Interpretive Summary: Overweight and obesity among children and adolescents continue to be a public health concern in the United States. Decreased physical activity and consumption of hypercaloric diets contribute to the prevalence of overweight and obesity. The authors investigated the effects of long-term voluntary running on diet-induced obesity in mice at their life phase equivalent to humans from adolescents to young adults. Four-week old mice (15 per group) were fed a normal control diet or a 45% high-fat diet (% kcal.) with or without access to in-cage activity wheels from sexual maturation for 14 weeks. The high-fat diet significantly increased fat body mass compared with the control diet; voluntary running significantly reduced fat body mass and increased lean body mass in the high-fat diet-fed mice. The high-fat diet significantly increased plasma concentrations of insulin and adipose-associated inflammatory cytokines leptin, monocyte chemotactic protein-1 (MCP-1) and plasminogen activator inhibitor-1 (PAI-1) compared with the control diet. Running significantly reduced plasma insulin, leptin and MCP-1, but not PAI-1, in the high-fat diet-fed mice compared with their respective sedentary controls. In summary, young adult mice responded to both the high-fat diet and non-motorized voluntary running with changes in body compositions and inflammatory biomarkers, indicating they may be useful to model their human equivalents adolescents and young adults in studying moderate physical activity and diet-induced obesity.
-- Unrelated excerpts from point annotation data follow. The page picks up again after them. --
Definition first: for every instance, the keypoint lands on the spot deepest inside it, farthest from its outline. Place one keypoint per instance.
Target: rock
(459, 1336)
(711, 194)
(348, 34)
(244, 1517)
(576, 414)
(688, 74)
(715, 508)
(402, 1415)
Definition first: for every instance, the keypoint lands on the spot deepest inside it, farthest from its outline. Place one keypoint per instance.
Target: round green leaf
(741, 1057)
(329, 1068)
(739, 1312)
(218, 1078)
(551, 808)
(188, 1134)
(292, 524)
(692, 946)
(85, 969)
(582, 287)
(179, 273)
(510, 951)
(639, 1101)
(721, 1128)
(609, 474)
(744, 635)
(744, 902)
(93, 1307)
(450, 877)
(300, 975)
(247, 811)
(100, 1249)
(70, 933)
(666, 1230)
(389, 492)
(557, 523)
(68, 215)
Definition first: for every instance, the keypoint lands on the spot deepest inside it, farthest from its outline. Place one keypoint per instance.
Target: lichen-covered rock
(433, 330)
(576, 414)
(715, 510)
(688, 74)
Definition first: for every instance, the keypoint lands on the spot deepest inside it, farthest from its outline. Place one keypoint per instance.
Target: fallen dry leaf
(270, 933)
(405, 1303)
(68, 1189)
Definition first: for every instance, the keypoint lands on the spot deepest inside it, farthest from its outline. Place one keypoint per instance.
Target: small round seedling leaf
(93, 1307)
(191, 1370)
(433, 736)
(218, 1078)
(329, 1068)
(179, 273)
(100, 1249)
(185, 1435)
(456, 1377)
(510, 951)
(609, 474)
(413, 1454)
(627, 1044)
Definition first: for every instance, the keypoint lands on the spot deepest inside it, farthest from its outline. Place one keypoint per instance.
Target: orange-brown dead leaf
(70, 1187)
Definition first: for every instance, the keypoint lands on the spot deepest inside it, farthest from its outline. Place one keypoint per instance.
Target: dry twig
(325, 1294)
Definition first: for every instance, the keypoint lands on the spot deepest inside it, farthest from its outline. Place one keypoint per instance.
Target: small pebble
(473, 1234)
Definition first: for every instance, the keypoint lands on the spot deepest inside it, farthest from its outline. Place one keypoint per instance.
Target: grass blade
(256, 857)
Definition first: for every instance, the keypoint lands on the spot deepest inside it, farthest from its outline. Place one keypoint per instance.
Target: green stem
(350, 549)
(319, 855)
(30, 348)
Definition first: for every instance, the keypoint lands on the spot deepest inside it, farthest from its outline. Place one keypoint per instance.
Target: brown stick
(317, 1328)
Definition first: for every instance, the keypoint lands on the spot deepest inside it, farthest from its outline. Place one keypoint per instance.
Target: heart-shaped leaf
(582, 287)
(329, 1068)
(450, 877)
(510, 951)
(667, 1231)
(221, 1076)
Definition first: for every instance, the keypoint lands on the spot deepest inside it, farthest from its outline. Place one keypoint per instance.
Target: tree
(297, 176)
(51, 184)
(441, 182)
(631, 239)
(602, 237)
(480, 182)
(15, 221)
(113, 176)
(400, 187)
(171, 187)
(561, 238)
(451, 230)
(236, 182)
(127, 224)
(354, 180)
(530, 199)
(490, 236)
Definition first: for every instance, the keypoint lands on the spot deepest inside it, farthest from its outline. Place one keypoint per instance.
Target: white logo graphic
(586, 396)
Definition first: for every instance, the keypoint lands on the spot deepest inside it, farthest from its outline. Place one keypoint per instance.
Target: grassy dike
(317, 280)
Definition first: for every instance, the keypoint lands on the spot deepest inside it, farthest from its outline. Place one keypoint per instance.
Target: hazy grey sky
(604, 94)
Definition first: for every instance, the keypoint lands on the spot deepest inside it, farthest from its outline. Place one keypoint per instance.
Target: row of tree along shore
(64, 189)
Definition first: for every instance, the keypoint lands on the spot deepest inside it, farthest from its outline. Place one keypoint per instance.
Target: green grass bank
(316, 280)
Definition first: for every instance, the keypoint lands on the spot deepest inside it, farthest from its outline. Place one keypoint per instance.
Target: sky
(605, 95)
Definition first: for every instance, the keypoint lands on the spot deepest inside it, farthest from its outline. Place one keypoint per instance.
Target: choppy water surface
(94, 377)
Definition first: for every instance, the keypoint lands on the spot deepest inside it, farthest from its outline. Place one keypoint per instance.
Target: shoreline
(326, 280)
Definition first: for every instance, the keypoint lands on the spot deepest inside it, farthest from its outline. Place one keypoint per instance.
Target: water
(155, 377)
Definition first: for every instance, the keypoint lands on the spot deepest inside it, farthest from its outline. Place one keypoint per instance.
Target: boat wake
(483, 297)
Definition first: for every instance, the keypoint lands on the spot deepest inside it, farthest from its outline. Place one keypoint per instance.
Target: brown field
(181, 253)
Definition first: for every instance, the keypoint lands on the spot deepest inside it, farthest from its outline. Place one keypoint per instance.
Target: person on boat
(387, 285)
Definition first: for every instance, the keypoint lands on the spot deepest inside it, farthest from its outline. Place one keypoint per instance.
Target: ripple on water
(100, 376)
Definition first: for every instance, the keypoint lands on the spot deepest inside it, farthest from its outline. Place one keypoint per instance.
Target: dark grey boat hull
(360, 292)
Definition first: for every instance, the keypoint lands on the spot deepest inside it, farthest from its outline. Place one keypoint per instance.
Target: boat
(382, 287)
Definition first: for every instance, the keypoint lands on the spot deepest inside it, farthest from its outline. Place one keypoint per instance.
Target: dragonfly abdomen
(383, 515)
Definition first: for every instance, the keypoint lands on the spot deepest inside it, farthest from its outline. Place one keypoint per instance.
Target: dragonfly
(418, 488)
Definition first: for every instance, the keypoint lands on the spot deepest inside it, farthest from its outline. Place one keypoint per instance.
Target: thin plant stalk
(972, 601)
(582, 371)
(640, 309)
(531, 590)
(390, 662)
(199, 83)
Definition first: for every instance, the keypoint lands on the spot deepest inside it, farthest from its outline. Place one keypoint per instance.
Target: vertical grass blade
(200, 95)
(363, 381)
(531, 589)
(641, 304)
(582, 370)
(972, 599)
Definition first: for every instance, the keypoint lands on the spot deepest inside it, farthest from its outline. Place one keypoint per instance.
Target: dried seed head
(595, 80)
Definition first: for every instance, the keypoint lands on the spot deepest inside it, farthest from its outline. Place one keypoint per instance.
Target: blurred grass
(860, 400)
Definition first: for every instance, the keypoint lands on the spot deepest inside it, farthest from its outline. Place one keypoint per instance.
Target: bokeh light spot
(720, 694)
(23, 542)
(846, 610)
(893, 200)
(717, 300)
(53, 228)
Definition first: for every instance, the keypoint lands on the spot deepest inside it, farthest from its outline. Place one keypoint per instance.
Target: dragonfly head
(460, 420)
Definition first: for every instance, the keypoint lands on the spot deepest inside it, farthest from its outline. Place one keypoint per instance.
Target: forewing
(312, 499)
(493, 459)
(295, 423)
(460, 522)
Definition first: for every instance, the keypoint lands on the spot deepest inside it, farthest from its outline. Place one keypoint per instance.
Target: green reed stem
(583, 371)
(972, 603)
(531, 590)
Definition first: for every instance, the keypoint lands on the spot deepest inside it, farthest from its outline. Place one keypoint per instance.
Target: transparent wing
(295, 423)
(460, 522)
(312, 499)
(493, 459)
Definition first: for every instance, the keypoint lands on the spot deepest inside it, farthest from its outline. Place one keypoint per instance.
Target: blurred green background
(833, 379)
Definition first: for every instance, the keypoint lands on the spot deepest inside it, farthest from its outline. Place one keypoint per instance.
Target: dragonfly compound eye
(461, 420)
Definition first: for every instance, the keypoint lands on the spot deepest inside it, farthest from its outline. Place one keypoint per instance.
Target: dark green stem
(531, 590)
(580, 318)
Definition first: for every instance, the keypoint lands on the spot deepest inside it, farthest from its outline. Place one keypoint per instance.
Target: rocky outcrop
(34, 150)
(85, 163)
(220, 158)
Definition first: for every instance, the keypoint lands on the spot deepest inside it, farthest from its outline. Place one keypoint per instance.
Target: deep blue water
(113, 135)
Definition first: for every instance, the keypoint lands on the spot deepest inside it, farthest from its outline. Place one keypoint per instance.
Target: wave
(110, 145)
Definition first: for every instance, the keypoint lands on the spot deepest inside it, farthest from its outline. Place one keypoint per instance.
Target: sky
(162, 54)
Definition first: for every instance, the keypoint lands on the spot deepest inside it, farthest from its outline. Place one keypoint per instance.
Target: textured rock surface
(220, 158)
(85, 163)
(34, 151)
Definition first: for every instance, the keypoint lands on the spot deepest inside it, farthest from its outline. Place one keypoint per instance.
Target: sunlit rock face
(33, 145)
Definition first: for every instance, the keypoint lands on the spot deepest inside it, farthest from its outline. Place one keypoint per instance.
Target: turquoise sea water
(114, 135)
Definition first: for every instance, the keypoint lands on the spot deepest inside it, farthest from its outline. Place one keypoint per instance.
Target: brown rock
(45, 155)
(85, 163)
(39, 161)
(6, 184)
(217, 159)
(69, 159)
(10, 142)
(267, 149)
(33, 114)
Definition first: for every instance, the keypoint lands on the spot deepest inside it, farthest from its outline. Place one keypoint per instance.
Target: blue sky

Technical Abstract: The present study investigated the effects of long-term voluntary running on diet-induced adiposity in male C57BL/6 mice. Four-week old mice (n = 15 per group) were fed the AIN93G diet or a 45% high-fat diet (% kcal.) with or without access to in-cage activity wheels for 14 weeks. The high-fat diet increased fat body mass compared with the AIN93G diet (P = 0.042), which accounted for increases in body weight gain (P = 0.035); voluntary running reduced fat body mass (P < 0.0001) and increased lean body mass (P < 0.0001) in mice fed either diet. The high-fat diet increased plasma concentrations of insulin (P < 0.05), leptin (P < 0.05) and inflammatory cytokines monocyte chemotactic protein-1 (MCP-1; P < 0.05) and plasminogen activator inhibitor-1 (PAI-1; P < 0.05) but not angiogenic factors vascular endothelial growth factor (VEGF) and platelet-derived growth factor-BB (PDGF-BB), compared with the AIN93G diet. Running reduced plasma insulin (P < 0.05), leptin (P < 0.05) and MCP-1 (P < 0.05), but not PAI-1, and increased plasma PDGF-BB in the high-fat diet-fed mice (P < 0.05) and VEGF in mice fed either diet (P < 0.0001) compared with their respective sedentary controls. In summary, consumption of the high-fat diet increased adiposity in young adult mice; long term voluntary running reduced adiposity, normalized plasma insulin and leptin and reduced MCP-1 despite continued consumption of the high-fat diet. The adiposity-associated angiogenesis by the high-fat diet may be through mechanisms not mediated by VEGF and PDGF-BB, and increases of VEGF and PDGF-BB by running may be a direct response of capillary growth in skeletal muscles to exercise.